After finding comparable properties that have sold recently, we determined that once the house is all fixed up, it’ll bring between $160,000 and $170,000. Let’s split the difference and use $165,000 as our CARV, which means conservative after repair value.
In order to figure what we can pay, we take the CARV and then back out repairs, holding cost, buying and selling cost, and then an acceptable profit. What’s left over is what we can pay. We call this our top offer. Let’s do that for your home:
Minus $1,000 in closing costs to buy
Minus a 6-percent realtor’s commission when we sell ($9,900)
Minus $5,000 in closing costs when we sell
Minus $65,000 in estimated rehab costs
Minus $5,000 for holding cost and oops
Minus 20 percent of CARV as acceptable profit
Top offer then equals CARV – all expenses – acceptable Profit= $46,100.00
So Offer 1: $46,100 cash. Close anytime. All we need is time for Lee Perkins to run title.
The next two scenarios will work if we can keep the house as a rental. We can do that two ways: short term and long term.
If we keep it as short term rental, we use the some now and some later approach.

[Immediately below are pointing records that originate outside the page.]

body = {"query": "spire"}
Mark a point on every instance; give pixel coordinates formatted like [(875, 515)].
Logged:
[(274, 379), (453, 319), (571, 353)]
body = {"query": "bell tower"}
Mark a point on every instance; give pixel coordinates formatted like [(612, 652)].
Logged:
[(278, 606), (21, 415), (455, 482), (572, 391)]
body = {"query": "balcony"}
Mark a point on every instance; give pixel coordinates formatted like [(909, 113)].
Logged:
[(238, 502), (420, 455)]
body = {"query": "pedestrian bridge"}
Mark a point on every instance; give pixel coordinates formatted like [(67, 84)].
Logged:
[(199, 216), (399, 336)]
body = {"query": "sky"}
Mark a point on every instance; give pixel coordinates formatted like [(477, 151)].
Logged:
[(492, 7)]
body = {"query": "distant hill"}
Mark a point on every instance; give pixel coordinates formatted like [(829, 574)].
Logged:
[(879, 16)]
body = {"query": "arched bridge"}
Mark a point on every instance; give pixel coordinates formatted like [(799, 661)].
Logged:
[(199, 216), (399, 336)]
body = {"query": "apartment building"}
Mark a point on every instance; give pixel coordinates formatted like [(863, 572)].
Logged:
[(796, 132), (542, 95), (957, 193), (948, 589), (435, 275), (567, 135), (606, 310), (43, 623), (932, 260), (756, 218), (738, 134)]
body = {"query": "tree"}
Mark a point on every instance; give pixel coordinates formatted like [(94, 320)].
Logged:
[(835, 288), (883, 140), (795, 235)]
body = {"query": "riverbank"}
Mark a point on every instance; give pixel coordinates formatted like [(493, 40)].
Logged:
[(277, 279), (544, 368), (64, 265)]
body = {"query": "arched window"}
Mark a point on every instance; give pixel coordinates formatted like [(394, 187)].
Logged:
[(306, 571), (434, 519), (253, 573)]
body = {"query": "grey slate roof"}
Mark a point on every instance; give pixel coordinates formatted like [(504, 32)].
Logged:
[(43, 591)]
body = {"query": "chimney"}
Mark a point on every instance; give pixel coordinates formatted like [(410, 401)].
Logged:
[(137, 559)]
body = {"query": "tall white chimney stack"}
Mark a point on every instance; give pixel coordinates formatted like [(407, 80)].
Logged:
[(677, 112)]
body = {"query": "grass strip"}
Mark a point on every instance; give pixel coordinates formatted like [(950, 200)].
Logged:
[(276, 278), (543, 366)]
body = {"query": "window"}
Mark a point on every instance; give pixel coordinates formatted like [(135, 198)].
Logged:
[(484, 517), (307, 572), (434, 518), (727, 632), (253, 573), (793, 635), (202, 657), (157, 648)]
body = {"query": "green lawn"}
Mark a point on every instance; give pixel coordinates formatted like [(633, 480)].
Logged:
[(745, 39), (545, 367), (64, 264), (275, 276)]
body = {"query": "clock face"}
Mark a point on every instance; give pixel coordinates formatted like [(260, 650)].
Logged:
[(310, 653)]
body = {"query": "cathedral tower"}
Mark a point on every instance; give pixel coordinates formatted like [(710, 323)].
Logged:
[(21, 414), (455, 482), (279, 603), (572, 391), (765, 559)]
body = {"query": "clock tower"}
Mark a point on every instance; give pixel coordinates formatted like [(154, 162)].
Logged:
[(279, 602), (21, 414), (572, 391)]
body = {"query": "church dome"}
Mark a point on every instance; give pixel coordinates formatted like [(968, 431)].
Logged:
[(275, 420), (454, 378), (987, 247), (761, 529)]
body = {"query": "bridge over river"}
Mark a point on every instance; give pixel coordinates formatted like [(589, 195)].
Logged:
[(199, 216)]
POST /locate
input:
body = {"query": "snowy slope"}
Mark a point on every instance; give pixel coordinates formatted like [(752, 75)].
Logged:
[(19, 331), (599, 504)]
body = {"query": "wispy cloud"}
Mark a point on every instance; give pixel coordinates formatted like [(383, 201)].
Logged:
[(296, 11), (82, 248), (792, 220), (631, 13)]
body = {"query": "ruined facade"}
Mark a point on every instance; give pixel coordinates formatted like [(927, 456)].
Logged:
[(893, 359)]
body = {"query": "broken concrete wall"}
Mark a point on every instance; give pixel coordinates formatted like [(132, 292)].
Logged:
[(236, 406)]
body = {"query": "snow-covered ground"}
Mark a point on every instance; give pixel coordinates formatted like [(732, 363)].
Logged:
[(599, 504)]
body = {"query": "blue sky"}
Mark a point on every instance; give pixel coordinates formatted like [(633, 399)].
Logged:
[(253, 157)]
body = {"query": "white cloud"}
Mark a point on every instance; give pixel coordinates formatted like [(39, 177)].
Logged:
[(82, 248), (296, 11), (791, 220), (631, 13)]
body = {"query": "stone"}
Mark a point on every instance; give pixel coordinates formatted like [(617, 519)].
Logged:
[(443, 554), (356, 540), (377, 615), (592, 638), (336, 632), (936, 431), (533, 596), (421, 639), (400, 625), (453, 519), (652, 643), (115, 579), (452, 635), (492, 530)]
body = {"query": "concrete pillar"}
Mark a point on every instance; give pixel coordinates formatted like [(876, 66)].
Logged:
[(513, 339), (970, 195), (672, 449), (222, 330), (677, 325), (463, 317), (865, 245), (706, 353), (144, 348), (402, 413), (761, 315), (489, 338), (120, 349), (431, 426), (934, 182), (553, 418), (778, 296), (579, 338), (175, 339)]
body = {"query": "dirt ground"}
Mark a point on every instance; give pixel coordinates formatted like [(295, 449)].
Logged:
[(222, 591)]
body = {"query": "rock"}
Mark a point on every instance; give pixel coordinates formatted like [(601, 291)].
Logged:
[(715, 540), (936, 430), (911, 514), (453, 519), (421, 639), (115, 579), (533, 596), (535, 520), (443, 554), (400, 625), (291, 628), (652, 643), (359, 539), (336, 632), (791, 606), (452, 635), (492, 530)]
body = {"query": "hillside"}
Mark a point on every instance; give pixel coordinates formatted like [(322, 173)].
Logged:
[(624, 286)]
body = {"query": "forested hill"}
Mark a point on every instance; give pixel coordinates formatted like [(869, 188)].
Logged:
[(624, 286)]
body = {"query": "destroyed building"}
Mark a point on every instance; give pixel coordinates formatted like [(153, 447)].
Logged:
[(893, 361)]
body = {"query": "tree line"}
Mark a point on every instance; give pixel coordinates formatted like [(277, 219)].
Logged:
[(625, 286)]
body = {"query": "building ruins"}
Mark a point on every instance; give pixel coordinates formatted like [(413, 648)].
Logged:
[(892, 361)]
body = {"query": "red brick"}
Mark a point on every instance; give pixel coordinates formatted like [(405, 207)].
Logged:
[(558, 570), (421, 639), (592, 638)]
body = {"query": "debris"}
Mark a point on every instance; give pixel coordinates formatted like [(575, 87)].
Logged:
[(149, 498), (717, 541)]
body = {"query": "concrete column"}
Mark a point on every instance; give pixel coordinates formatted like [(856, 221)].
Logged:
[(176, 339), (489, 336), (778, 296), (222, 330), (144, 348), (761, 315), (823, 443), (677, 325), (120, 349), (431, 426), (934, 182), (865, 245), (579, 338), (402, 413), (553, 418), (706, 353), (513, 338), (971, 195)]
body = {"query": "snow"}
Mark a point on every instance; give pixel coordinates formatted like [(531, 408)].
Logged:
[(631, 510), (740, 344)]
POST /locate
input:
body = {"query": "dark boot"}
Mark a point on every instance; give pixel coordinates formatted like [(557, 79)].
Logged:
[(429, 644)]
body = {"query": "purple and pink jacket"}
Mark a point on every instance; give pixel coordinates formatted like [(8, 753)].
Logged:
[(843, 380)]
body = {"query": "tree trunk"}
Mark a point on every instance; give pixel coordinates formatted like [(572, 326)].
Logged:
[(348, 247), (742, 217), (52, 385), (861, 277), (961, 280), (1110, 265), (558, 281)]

Offer 2: Purchase price $80,000 with $35,000 now and the remainder due in five years secured by a first mortgage on the property. We can close this at anytime. All we need is time for Lee Perkins to run title.
The way we come up with our long term hold offer is by first by figuring out what the house will rent for. My gut tells me it will rent for around $1,300 a month. From that, we subtract a 35-percent expense factor for taxes, insurance, vacancies and repairs. We then factor in our desired cashflow of $300 a month, and what is left over is how much we can afford to pay for the house each month.
So $1,300 minus 35 percent minus $300 cashflow= $545.
That means we can afford to spend $545 on a mortgage payment.
Offer 3: I will give you $100,000 payable in 184 payments of $545/month secured by a first mortgage on the property. We can close this at anytime. All we need is time for Lee Perkins to run title.
Do you see how we just made three very different offers and we didn’t use any fancy words like owner carryback financing or balloon payment? But it’s all in there.
While making an offer, describe it in terms that make your seller understand how and why you came up with your numbers. Once they understand, they’re more likely to do the deal. But if they don’t, the deal will never happen.